En 1874, le Traité de Pangkor signé par le Sultan du Pérak, marqua officiellement l’instauration de la colonie Britannique sur la péninsule malaise.
Cette colonie s’est constituée entre 1786, lorsque le capitaine Francis Light obtint au nom de la Compagnie britannique des Indes orientales du Sultan du Kedah la cession de ses pouvoirs sur l’île de Penang, et 1826, lorsque furent créés les « Straits Settlements », composés de Penang, Malacca, la province Wellesley et Singapour. Le Sultan de Johor avait cédé ses droits sur Singapour en 1823 et le Traité de Londres avait permis aux Britanniques d’échanger en 1825 Bencoolan en Indonésie contre Malacca.
En 1896 : Les Britanniques donnèrent à l’ensemble des 4 Etats passés sous leur contrôle : Perak, Selangor, Negeri Sembilan et Pahang, le nom de Malaya ou Malaya Britannique (British Malaya).

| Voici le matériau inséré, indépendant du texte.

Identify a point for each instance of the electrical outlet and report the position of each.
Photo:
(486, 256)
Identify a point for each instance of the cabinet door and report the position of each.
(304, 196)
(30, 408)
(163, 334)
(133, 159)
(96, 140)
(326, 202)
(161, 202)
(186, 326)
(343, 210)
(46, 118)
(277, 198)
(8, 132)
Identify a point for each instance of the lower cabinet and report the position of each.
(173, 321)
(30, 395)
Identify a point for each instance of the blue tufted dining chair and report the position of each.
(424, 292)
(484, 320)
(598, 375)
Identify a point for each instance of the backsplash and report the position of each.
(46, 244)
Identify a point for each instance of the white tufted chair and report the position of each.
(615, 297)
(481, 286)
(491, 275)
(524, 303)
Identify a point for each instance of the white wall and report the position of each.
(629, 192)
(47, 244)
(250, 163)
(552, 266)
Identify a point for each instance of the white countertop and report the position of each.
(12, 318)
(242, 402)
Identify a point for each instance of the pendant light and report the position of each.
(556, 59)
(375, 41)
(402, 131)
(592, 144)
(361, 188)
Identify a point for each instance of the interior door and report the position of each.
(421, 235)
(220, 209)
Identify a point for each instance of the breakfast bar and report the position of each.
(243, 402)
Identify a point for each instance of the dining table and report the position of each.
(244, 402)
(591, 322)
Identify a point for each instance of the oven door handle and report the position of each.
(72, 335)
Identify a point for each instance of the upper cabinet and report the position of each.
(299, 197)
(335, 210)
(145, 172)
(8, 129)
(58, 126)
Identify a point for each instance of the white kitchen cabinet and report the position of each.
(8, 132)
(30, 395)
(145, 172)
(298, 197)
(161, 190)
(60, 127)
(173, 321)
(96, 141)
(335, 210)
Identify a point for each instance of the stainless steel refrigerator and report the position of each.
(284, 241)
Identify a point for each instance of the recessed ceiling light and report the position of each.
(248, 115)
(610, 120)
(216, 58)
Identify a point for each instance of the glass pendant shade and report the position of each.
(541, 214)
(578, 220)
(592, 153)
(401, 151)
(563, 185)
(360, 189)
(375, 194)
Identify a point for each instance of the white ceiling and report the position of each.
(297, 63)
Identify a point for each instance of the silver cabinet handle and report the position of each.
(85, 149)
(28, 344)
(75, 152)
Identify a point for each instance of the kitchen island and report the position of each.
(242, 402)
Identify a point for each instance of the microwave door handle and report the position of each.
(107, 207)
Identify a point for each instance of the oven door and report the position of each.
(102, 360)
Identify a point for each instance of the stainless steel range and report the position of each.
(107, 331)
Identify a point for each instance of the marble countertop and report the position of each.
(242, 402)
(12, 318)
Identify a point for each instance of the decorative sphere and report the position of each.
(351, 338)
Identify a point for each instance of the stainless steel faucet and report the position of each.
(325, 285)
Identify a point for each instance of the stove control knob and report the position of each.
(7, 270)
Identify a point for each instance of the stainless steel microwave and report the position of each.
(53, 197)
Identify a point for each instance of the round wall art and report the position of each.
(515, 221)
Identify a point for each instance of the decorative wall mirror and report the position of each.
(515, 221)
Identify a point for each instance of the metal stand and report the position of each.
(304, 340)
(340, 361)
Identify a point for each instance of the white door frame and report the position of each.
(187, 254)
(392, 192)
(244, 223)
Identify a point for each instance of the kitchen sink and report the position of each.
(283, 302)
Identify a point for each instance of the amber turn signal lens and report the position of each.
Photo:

Le nombre d’Etats fédérés passa de 4 à 11 entre 1786 et 1914, avec l’ajout des Etats du Kelantan, Terengganu, Kedah, Perlis, Johor, Sarawak et Brunei
Après le départ des Japonais en 1946, le parti communiste malais livra aux Britanniques une guérilla qui dura douze ans et mena à l’indépendance en 1957.
En 1963 : l’ensemble des Etats fédérés et des Straits Settlements se réunirent sous l’appellation politique de la MALAISIE (MALAYSIA). Ce nom est toujours valide de nos jours malgré la déclaration d’indépendance de Singapour en 1965, et de Brunei en 1984.